De toutes les humiliations que Drago avaient essuyées dans sa vie, et elles n’avaient pas été rares, celle-ci était de très loin la pire. La Grande Salle de Poudlard toute entière était coite, interdite. L’intégralité des professeurs et des élèves braquaient leurs yeux sur eux : certains regards étaient navrés, d’autres moqueurs, d’autres encore étaient tout bonnement médusés par l’absence totale de talent d’oratrice de Rincevent. Mais tous avaient en commun la même chose : ces yeux été emplis de pitié. De pitié ! Jamais auparavant quelqu’un n’avait eu pitié de lui ! Jamais on ne l’avait pris pour un imbécile. Et honte suprême, jamais un poufsouffle ne s'était joué de lui. C’était intolérable, parfaitement intolérable.
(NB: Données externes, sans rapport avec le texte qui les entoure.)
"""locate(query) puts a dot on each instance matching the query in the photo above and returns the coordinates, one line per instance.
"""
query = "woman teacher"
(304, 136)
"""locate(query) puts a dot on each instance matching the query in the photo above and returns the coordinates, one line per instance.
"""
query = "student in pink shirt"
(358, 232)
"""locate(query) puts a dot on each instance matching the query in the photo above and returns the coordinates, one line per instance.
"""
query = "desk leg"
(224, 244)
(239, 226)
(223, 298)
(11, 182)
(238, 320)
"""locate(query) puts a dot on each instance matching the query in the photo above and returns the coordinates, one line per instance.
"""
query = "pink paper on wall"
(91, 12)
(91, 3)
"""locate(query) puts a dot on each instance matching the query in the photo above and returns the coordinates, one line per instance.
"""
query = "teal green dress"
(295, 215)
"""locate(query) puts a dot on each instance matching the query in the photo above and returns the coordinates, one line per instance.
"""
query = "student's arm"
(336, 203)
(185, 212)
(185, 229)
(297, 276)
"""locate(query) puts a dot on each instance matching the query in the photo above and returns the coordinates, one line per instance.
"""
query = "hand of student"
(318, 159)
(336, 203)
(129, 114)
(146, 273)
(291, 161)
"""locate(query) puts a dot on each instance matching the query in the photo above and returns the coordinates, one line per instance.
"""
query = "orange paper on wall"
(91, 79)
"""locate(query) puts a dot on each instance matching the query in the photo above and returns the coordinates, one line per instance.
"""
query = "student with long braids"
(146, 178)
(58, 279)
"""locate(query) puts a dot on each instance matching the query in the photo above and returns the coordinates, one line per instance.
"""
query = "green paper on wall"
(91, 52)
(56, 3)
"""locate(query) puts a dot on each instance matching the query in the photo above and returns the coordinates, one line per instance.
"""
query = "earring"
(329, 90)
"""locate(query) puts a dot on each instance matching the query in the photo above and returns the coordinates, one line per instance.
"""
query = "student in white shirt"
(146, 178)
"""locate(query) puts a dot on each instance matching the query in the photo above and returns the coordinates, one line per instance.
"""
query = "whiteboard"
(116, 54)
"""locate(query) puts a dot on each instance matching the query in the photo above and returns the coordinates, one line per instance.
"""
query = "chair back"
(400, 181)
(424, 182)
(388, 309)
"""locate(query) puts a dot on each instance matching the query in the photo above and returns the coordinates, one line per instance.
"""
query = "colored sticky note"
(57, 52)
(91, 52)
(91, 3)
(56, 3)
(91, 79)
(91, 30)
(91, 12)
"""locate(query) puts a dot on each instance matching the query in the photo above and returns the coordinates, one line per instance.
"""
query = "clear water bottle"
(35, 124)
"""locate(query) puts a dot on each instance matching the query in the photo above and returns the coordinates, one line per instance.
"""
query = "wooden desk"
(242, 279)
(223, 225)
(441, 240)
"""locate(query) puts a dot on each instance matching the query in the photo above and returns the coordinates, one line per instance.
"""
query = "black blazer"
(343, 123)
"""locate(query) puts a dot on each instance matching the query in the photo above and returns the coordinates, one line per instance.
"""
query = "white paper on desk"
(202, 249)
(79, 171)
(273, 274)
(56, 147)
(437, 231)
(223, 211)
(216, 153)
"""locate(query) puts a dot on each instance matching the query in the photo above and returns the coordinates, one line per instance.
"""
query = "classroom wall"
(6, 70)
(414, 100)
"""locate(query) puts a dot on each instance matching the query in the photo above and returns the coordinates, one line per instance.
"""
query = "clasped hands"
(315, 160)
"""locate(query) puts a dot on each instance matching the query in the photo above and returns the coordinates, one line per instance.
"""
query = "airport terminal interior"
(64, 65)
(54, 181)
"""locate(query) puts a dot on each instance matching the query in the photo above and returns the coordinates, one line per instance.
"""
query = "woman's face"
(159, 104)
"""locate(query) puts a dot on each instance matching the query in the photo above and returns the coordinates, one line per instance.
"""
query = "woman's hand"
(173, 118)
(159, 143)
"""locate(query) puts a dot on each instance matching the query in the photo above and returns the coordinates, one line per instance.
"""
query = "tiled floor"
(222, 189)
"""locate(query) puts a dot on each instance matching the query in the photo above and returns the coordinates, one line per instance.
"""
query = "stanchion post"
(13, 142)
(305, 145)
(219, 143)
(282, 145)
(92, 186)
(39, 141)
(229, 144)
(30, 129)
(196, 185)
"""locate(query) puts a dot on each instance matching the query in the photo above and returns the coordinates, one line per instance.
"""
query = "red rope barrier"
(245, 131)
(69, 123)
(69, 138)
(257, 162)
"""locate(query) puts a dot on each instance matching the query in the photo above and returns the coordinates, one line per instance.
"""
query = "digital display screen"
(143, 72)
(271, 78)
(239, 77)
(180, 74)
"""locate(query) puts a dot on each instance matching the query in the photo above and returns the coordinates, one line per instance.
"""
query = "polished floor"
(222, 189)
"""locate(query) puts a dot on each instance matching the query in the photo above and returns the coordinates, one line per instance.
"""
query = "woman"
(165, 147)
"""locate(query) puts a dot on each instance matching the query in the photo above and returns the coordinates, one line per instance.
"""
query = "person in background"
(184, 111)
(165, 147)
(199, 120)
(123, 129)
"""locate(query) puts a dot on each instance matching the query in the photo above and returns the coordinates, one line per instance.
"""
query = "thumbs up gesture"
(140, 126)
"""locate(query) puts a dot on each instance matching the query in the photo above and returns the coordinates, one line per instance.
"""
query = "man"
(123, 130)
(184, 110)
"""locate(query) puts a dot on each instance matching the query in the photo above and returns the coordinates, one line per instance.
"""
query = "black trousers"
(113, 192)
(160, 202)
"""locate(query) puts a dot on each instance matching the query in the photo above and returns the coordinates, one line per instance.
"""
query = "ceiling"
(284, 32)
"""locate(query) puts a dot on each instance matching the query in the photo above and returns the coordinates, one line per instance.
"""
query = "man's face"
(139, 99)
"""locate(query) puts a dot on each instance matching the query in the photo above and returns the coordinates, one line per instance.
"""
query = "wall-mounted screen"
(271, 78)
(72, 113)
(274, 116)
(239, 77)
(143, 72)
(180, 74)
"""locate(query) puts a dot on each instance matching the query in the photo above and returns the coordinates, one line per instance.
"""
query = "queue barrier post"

L’Alpha était à un doigt de lever sa baguette pour envoyer ad patres Justin Finch Fletchey qui se tordait de rire à sa place en compagnie des autres survivants du Poudlard Express quand Minerva McGonagall se leva de sa chaise et se racla la gorge :

-Bien… lança la vieille chouette avec incertitude. Merci pour votre discours, Miss Rincevent, ce fut très…

Elle chercha longuement ses mots afin de ne pas heurter la susceptibilité de la batteuse. En fin de compte, elle lâcha :

-Eloquent. J’espère que cela inspirera nombre d’élèves à suivre…

Elle hésita de nouveau :

-…vos pas.

Elle se tourna vers Drago, et demanda, non sans un certain espoir dans la voix :

-Monsieur Malefoy, souhaiteriez-vous peut-être contribuer au discours de votre camarade et enrichir ses arguments ?

-Poufsouffle. grinça ce dernier.

-Je vous demande p... ?

-Poufsouffle.

Minerva McGonagall resta un instant interdite devant les propos de l'ex-Serpentard.

-Fort bien. Je vous invite à aller vous restaurer auprès des autres représentants d'université, un rafraîchissement vous fera le plus grand bien, il me semble... ?

D’un geste de la main, et avec un regard éberlué, elle invita Lucrécya et Drago à rejoindre les places qui leurs avaient été réservées, et ils s’y rendirent à pas lourds, dans le silence le plus total et sous le regard amusé de leurs convives. Ils s’attablèrent en jetant des œillades meurtrières à ceux qui les attendaient là : l’intégralité des étudiants qu’ils avaient cru morts étaient tous en parfaite santé et d‘excellente humeur.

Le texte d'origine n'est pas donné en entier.